From Plain English to DuckDB SQL: Building LFEDS | Lucido Technology Consulting

School administrators collect useful data — attendance, grades, discipline incidents, demographics, enrollment trends — but asking a quick question usually means a BI tool, a ticket, or a spreadsheet export. Most "AI" assistants route the question to a cloud API, which is a non-starter when the data includes student information.

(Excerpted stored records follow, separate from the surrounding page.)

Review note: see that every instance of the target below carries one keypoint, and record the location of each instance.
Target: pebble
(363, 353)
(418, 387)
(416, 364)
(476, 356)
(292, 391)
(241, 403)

I built Local First Education Data Stack (LFED), a Gradio assistant that lets school staff ask plain-English questions and get answers from a local DuckDB database. The live demo runs on Hugging Face ZeroGPU; the product itself can run offline with llama.cpp + GGUF. No data leaves the machine.

This is what I learned building it for the HF Build Small Hackathon "Backyard AI" chapter.

What it does

A user types a question like:

"What's the average GPA for chronically absent students versus non-chronic students in 2023-2024?"

LFED then sends the question plus a schema prompt to a fine-tuned Qwen2.5-Coder-14B model, streams the generated SQL into the UI, validates it against the schema, rejects any non-SELECT statement, executes it on an in-memory DuckDB seeded from deterministic Parquet files, and returns a plain-English summary, a table, an optional CSV download, and the generated SQL.

The UI is intentionally simple: a single input, three domain starter dropdowns, a first-time FAQ modal, and a result region with a "Show me how this was computed" disclosure.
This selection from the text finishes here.